The Twitter Datalake Project - The Beginning
Lambda Function repo| Exploratory Code repo| Tableau Dashboard
Preface:
I haven’t worked much with twitter data before - so I thought it’d be a good idea to see what sort of insights I could glean from people’s tweet behaviour about different subjects. After mulling about it for a while and doing some of my own research - I realize there weren’t too many places which provided access to regularly updated datasets without the need to query the twitter api. The Twitter API has a rate limit and also a limit of 7 days lookback for tweets. Meaning that if you want access to something that happened in 2016 - you’d have to pay for premium API access.
My Goal with this project is to provide easy to use access to some popular tweet datasets that people might want to look at and analyse for their own projects. My vision is that there will be a portal for people to download csv’s of tweets from specific search tags which will get updated on a weekly/monthly basis (depending on my AWS costs). No need to know how to code/use api’s. It will also provide Historical access from July 2020 onwards.
To do I’d have to build up a repository of tweets by querying twitter regularly and storing it in a scalable and affordable way.
Architecture:
I’m building this on top of the AWS Stack. I will use AWS Lambda to pull data into S3 Buckets at a regular interval then use AWS Glue to form it into a table which can then be queried via Athena.
This was the most cost efficient way I could think about doing this project. AWS Lambda and S3 are ridiculously cheap to operate - especially given the low amounts of calling I will be doing. AWS Glue and Athena are however uncharted territory for me though - so I’ll just have to use it first and see how much I get billed (hopefully I don’t go bankrupt). The costing for these services is less straightforward than Lambda and S3 (which are just based on number of requests/storage). I can’t imagine it being too much because of my small use case.
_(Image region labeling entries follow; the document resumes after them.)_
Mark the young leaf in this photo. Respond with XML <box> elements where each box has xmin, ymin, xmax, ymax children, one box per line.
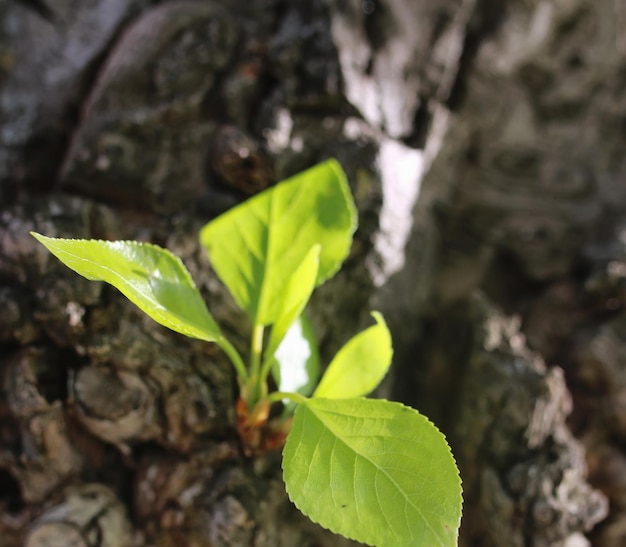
<box><xmin>313</xmin><ymin>312</ymin><xmax>393</xmax><ymax>399</ymax></box>
<box><xmin>31</xmin><ymin>232</ymin><xmax>221</xmax><ymax>342</ymax></box>
<box><xmin>200</xmin><ymin>160</ymin><xmax>356</xmax><ymax>325</ymax></box>
<box><xmin>272</xmin><ymin>315</ymin><xmax>320</xmax><ymax>396</ymax></box>
<box><xmin>283</xmin><ymin>399</ymin><xmax>462</xmax><ymax>547</ymax></box>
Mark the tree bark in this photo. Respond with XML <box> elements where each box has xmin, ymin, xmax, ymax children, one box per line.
<box><xmin>0</xmin><ymin>0</ymin><xmax>626</xmax><ymax>547</ymax></box>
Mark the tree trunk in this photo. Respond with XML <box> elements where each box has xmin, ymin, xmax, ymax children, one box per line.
<box><xmin>0</xmin><ymin>0</ymin><xmax>626</xmax><ymax>547</ymax></box>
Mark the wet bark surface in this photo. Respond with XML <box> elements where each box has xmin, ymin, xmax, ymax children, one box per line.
<box><xmin>0</xmin><ymin>0</ymin><xmax>626</xmax><ymax>547</ymax></box>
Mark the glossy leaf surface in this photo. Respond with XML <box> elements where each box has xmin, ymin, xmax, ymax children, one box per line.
<box><xmin>314</xmin><ymin>312</ymin><xmax>393</xmax><ymax>399</ymax></box>
<box><xmin>200</xmin><ymin>160</ymin><xmax>356</xmax><ymax>325</ymax></box>
<box><xmin>265</xmin><ymin>245</ymin><xmax>321</xmax><ymax>358</ymax></box>
<box><xmin>32</xmin><ymin>233</ymin><xmax>221</xmax><ymax>342</ymax></box>
<box><xmin>272</xmin><ymin>315</ymin><xmax>320</xmax><ymax>396</ymax></box>
<box><xmin>283</xmin><ymin>399</ymin><xmax>461</xmax><ymax>547</ymax></box>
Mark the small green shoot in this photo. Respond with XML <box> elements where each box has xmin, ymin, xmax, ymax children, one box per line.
<box><xmin>33</xmin><ymin>160</ymin><xmax>462</xmax><ymax>547</ymax></box>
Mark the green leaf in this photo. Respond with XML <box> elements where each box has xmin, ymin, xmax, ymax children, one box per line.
<box><xmin>265</xmin><ymin>245</ymin><xmax>321</xmax><ymax>359</ymax></box>
<box><xmin>200</xmin><ymin>160</ymin><xmax>356</xmax><ymax>325</ymax></box>
<box><xmin>272</xmin><ymin>315</ymin><xmax>320</xmax><ymax>396</ymax></box>
<box><xmin>283</xmin><ymin>399</ymin><xmax>462</xmax><ymax>547</ymax></box>
<box><xmin>31</xmin><ymin>232</ymin><xmax>221</xmax><ymax>342</ymax></box>
<box><xmin>313</xmin><ymin>311</ymin><xmax>393</xmax><ymax>399</ymax></box>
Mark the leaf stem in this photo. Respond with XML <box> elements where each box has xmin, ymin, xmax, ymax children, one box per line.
<box><xmin>259</xmin><ymin>355</ymin><xmax>274</xmax><ymax>390</ymax></box>
<box><xmin>267</xmin><ymin>391</ymin><xmax>308</xmax><ymax>404</ymax></box>
<box><xmin>216</xmin><ymin>336</ymin><xmax>248</xmax><ymax>382</ymax></box>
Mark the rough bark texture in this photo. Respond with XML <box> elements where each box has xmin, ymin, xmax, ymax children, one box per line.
<box><xmin>0</xmin><ymin>0</ymin><xmax>626</xmax><ymax>547</ymax></box>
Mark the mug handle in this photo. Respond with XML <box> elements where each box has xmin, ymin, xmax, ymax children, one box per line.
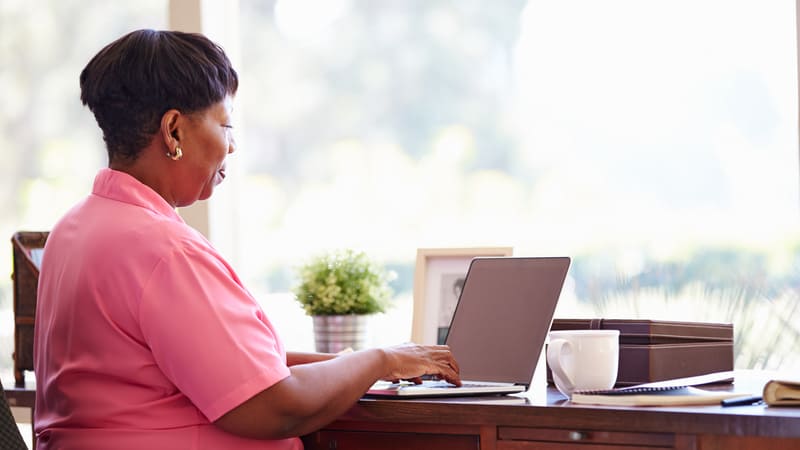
<box><xmin>547</xmin><ymin>339</ymin><xmax>575</xmax><ymax>392</ymax></box>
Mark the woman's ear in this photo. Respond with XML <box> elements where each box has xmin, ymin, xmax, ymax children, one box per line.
<box><xmin>160</xmin><ymin>109</ymin><xmax>181</xmax><ymax>151</ymax></box>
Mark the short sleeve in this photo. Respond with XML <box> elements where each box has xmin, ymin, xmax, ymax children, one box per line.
<box><xmin>139</xmin><ymin>242</ymin><xmax>289</xmax><ymax>422</ymax></box>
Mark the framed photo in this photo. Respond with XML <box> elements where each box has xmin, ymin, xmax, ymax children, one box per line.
<box><xmin>411</xmin><ymin>247</ymin><xmax>513</xmax><ymax>345</ymax></box>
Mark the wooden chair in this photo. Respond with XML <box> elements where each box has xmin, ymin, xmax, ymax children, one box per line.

Step 1: Exploring the twitter api and it’s python package (tweepy):
I usually like to start off my projects by prototyping something using a jupyter notebook before I package it up in an application. Code can be accessed here. Most of it’s pretty self-explanatory - I will put some comments in later when I feel like doing the dreaded documentation. For this one I used the tweepy package which is really easy to use and I also wack on abit of sentiment analysis using NLTK’s vader model. It provides the sentiment as a score between -1 and 1 for a given sentence.
For every search query string: Let’s say “#RogerFederer” - I pipe it to it’s relevant folder and name it with the max twitter id. So that next time it runs, it can start from the previous twitter id, hence reducing duplicates.
I chunk the file ingestion for every 1000 rows. You can go bigger if you’d like but just play around with the rate limiting the api has and if it starts to error out if you go too big. I found this was the sweet spot for me. Having fewer but bigger files is more performant than having alot of small files in your datalake.
Initially I was going to ingest files as parquet. From what I read it gives a significant performance/cost advantage over using csv’s. However, I couldn’t get it to output properly into the S3 bucket. So I stuck to using csv’s to just be able to ship the product quicker. I’m not really pulling in THAT much data so costs shouldn’t be too much of a problem - future Will’s problem anyway!
Step 2: Putting it up on AWS Lambda:
Main Challenge here is the DAMN DEPENDENCIES!!!. I think the proper way to do this is to install docker, develop your stuff in that environment, then push that build up to Lambda. However, because my application was so small I thought it’d be easier just to manually plonk the dependencies into a folder and just zip it up - rather than learn docker and get frustrated - some day when I get time maybe…
With this, you have to make sure the libraries you are downloading into the application folder are compatible with the Amazon Linux AMI OS and NOT your local. That means downloading the linux versions of your packages - if you are using windows to develop (like I was).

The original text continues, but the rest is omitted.